Fear is a terrible sensation, one we never, ever want to feel. How lucky we are to live in a time and place where it's so often possible to avoid the things that scare us most: violence, disease, natural disasters, dangerous animals, and, at least until the very end, death. Instead, we get to sit around on our widening behinds watching television shows...about violence, disease, natural disasters, dangerous animals, and death.

Hmm.

I noticed a long time ago that fear often comes packaged with enthrallment. We don't look away from accidents or guns; we give them our rapt attention. This tendency has obvious evolutionary advantages—it's safer to keep deadly objects front-of-mind than to ignore them—and as a result, our brains seem to be hardwired so that scary experiences contain hidden fascination, and fascinating experiences are often scary.

In fact, I'd argue that there's a direct correlation between the intensity of our fear and the degree of our fascination: Murder yanks our attention harder than heart disease; an earthquake is more interesting than a bad sunburn. This applies even at the much lower fear levels that characterize most of our lives. Think TV dramas: Arguments are more attention grabbing than agreement; the path of true love more interesting when it's forbidden and dangerous than when it runs smoothly.
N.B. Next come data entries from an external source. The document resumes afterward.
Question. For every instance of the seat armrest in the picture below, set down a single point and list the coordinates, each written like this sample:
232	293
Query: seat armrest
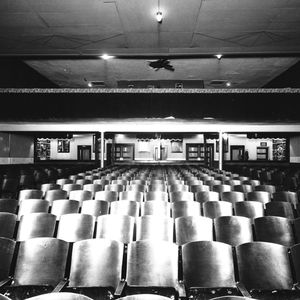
181	289
120	288
60	285
243	290
5	281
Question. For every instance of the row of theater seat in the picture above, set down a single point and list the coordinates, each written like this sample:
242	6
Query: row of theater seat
73	296
147	263
147	259
208	208
233	230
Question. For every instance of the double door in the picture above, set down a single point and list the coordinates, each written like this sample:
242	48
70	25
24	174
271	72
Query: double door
200	152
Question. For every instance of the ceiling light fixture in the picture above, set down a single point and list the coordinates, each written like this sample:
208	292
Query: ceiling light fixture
159	17
106	56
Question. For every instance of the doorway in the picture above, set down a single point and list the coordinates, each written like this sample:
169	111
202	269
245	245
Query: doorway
237	152
84	152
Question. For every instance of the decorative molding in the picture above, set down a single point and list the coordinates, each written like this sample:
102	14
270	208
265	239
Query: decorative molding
147	91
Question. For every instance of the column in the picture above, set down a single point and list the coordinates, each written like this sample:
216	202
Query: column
102	149
205	150
220	150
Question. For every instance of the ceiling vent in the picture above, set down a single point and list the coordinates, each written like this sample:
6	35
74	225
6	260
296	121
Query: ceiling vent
96	84
218	82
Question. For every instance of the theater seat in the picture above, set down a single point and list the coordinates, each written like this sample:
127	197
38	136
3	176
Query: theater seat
261	196
8	223
95	207
295	253
159	208
144	297
7	248
125	207
115	227
9	205
40	262
280	208
36	225
275	230
30	194
156	195
249	209
52	195
75	227
264	266
62	207
152	264
48	187
215	209
28	206
109	196
208	264
60	296
185	208
96	263
233	230
193	228
154	228
81	196
232	196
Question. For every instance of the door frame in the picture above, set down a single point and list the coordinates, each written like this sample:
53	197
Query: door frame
237	147
80	147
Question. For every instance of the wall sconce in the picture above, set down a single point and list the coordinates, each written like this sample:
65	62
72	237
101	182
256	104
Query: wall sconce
159	17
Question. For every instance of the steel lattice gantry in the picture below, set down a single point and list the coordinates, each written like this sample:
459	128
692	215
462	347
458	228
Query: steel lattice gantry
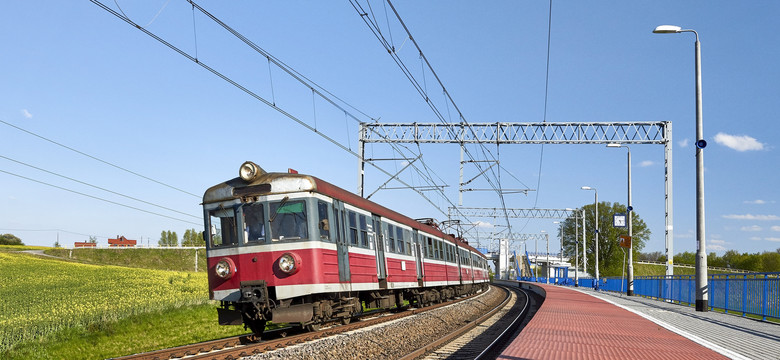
659	133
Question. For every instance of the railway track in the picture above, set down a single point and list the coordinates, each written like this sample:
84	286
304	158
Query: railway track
247	345
488	335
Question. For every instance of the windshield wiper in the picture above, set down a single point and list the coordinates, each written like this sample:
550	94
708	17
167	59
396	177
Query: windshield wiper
281	203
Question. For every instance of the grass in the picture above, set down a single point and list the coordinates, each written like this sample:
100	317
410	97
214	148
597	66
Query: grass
144	258
43	295
22	247
135	334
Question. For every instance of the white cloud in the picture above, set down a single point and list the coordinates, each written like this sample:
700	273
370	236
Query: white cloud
751	217
738	142
751	228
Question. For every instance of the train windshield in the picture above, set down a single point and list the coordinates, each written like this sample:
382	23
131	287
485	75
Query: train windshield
288	220
222	223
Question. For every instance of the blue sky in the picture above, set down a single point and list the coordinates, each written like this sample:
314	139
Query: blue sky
76	75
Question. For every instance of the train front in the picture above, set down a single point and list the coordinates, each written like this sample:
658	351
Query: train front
264	249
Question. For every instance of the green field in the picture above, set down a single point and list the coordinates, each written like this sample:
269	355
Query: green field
50	305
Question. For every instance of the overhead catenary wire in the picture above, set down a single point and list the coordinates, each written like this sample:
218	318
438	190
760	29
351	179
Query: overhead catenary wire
281	65
422	89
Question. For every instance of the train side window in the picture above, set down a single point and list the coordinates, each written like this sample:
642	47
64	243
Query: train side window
399	235
288	220
324	220
363	231
254	223
223	228
353	228
390	238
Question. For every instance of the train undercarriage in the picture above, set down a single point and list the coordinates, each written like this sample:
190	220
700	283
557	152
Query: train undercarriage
256	306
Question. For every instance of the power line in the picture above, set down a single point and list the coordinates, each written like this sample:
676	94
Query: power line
98	187
291	72
99	198
100	160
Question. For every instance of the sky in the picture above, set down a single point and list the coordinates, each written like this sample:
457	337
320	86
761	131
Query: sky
88	103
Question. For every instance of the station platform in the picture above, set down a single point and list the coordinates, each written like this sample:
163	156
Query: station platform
575	323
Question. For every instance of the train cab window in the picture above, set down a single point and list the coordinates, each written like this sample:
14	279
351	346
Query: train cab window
390	238
254	223
323	225
222	224
288	220
353	228
363	231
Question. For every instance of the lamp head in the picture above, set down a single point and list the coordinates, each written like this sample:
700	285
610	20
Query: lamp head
667	29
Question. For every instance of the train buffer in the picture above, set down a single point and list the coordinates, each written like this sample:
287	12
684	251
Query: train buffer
585	324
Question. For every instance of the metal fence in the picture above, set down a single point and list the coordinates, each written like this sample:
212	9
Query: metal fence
755	294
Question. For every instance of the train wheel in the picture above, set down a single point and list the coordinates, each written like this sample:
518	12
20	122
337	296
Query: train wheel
256	326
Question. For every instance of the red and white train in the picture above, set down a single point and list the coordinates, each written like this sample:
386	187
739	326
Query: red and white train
291	248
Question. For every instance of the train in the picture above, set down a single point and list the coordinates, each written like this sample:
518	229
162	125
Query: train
291	248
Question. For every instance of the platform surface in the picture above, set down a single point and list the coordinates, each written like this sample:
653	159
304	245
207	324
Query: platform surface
585	324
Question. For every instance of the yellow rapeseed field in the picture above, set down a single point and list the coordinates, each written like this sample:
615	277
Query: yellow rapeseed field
39	296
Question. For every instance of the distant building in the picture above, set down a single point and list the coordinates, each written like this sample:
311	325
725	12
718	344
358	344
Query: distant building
121	241
84	244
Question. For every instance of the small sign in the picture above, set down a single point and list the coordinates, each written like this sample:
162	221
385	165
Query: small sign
625	241
619	220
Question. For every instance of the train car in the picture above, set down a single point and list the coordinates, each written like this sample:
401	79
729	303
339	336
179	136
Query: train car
291	248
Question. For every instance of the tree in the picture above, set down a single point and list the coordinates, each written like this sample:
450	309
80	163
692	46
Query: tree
168	238
610	253
192	237
8	239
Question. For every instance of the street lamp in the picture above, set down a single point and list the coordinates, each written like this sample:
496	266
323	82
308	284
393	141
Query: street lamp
547	257
596	206
629	210
701	253
576	249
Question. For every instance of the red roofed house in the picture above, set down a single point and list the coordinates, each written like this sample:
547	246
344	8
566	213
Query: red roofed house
121	241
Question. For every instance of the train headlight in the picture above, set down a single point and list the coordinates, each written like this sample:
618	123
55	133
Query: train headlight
289	263
225	268
250	171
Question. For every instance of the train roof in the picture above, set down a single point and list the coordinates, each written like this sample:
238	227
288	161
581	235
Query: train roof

One way to put more zest into your life, then, is to seek activities or situations where fear and fascination overlap. The problem is, when facing such situations, we often dither, advancing toward and then retreating from whatever has captured our attention. But with a little clarity and a few instructions, you can break through this kind of ambivalence, embracing experiences that alarm you even as they deeply appeal. Like salting bland food, this can turn your life from dull to delicious.

A Fascinating Fright


Go ahead and think of something that both intrigues and scares you. It might be profound, like falling in love, or relatively trivial, like Roller Derby. (No offense, ladies. I'm fascinated by the idea of women who could stomp me to paste.) If you're having trouble coming up with something, look for the word but in your statements of desire: "I'd love to make more friends, but I have social anxiety." "I'd give anything to travel, but I'm afraid to fly." "I'm dying to express my real feelings—but then I'd actually have to speak to my sister-in-law."

Now plop your but down in the space below. Write the scary thing you want to do, and the fear that's keeping you from doing it:

I want _____________________________, but I'm afraid_________________________.

Identifying this fascinating fear is a first step to a more fulfilling life. Next, you need to get familiar with a couple of crucial rules.